I had two eye operations when I was little: one when I was three, the other when I was four. I was born rather walleyed. Not obviously so, but enough that my eyes needed fixing. My mother is walleyed. Operations weren't an option when she was little, and they really don't work so well on older people, so her eyes are still crooked. Mine are a bit crooked, too, actually, but you can usually only tell when I'm really drunk or really tired. When I was little, I had to do exercises to strengthen my eye muscles. They largely consisted of gripping my pen and stretching my arm out, eye-level, in front of me and slowly pulling in my hand until the pen was right in front of my nose. Even now, when I feel my eyes wandering, I'll cross them, and that will bring them back in focus.
Anyway, it's just a weird thing to sort of feel yourself in two times at once. As I touched Jesus' foot, I felt both 33 and 3, like the corporeal me was sharing the same energy as the ghost of me. I felt very small and full of wonder, and I felt this sort of tingle of recognition.
So many times I think I'll remember something but have no idea whether it's true or I'm just imagining it. Or whether I am remembering it but because I was a small child my perception of the event would make it unrecognizable to my parents.
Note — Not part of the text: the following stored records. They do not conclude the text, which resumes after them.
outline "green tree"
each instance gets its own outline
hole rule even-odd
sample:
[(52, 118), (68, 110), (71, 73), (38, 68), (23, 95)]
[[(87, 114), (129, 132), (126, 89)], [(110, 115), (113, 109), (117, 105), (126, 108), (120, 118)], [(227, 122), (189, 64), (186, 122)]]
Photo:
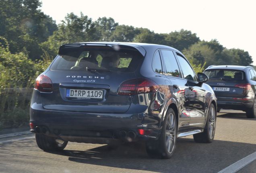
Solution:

I went to see my parents today, and I asked my dad if I'd had my operations at Hopkins. He said I did. I asked if there I'd seen a big Jesus statue, and he couldn't remember. "I had other things on my mind," he said. And I'm sure that's true. Such operations were fairly routine then, but I suppose parents would worry any time their child needed surgery. When anesthesia is involved, there's always a risk.
Close to the Jesus, there's a book where you can write notes to Jesus. I don't know how long the book has been there; none of the entries that I saw are dated. One letter was written in Spanish. Most of them asked for Jesus' blessing or for strength. They asked him to watch over their loved one or thanked him for saving someone. One writer talked about how lonely he/she was. Another made me laugh by asking for Jesus to replace Tom as the center of her world.
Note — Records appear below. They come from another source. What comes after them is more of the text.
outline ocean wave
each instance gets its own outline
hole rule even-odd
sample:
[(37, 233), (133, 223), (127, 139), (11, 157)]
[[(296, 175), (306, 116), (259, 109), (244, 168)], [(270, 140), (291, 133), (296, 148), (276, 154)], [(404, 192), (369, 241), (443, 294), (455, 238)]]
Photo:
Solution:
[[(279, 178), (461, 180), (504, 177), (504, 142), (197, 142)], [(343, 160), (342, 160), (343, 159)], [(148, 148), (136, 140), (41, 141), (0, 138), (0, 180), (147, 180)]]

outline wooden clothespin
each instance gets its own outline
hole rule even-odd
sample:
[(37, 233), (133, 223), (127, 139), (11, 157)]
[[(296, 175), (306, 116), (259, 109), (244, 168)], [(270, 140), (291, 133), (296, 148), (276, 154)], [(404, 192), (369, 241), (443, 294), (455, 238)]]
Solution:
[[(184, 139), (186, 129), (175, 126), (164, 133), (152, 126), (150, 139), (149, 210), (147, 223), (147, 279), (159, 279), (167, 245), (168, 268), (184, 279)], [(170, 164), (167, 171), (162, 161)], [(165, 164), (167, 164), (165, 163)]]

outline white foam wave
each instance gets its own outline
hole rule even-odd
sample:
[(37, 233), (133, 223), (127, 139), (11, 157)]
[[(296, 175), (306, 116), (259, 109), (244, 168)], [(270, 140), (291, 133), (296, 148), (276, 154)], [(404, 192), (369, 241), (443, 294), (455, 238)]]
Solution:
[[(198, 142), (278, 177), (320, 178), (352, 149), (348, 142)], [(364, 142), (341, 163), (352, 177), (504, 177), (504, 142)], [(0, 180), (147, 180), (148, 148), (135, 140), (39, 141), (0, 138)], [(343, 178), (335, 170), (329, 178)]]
If I or someone I cared about were to have an operation, I would write in the book. I almost did it anyway. I don't know why. Maybe for the permanence of it. But mostly because it wouldn't hurt. That's how I feel about praying--it doesn't hurt, and it could help, if only because it centers you.
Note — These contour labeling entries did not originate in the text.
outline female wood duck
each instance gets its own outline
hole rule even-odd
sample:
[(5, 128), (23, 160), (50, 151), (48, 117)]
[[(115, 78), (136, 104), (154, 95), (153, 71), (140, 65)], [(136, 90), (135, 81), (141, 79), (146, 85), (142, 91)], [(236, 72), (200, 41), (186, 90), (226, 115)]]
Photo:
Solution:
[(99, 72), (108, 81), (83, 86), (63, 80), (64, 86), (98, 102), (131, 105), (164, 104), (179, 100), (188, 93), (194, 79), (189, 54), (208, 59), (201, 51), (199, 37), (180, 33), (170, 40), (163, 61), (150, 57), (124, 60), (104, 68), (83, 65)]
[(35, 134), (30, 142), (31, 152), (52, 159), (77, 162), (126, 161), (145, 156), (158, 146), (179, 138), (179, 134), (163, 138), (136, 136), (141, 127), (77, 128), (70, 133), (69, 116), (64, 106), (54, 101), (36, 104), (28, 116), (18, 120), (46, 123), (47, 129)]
There were also some roses left at Jesus's feet, and a postcard.
I tried to touch Jesus's hands a few times; the three-year-old in me wanted to leap for them or climb up on the pedestal, but I refrained.
I really like that statue. I can see how some might dislike it; in theory, I wouldn't like it. But I like Jesus. If he were on the cross, I would hate the statue. But him just standing there, a personified benediction, I like. Touching him is, according to the article, a good luck charm.
The on-the-cross element, the dying for our sins, isn't the point to me. Martyrdom is interesting but only in what it reveals about the martyr. The life is where it's at. Jesus wanted people to accept each other, love each other. He wanted people to be righteous and good. He wanted people to question and fight the corrupt.
That's why I have no use for Mel Gibson or his stupid fucking movie. I don't need to feel guilty because Jesus suffered excruciating pain, and I don't need to see him in pain to appreciate what he did for people. I don't need to be scared or chastened into digging Jesus.
And the god element doesn't interest me. There might be a god, I don't know for sure. But I do know that the god people talk about is a projection. Those who believe god is cruel and unforgiving and intolerant are cruel and unforgiving and intolerant themselves. Those who believe god is loving and forgiving are that way themselves. Okay, there are some rat bastards who prefer to believe god is loving and forgiving, but that perception is still a projection.
The Johns Hopkins Jesus is meaty. He resembles, as I suggested before, a Greek god more than anything. He has thick wrists, ankles. He appears strong but gentle. There's comfort in that.
I really like that statue. I asked my mother if I'd ever seen it before. "Yes," she said. "You touched his toe."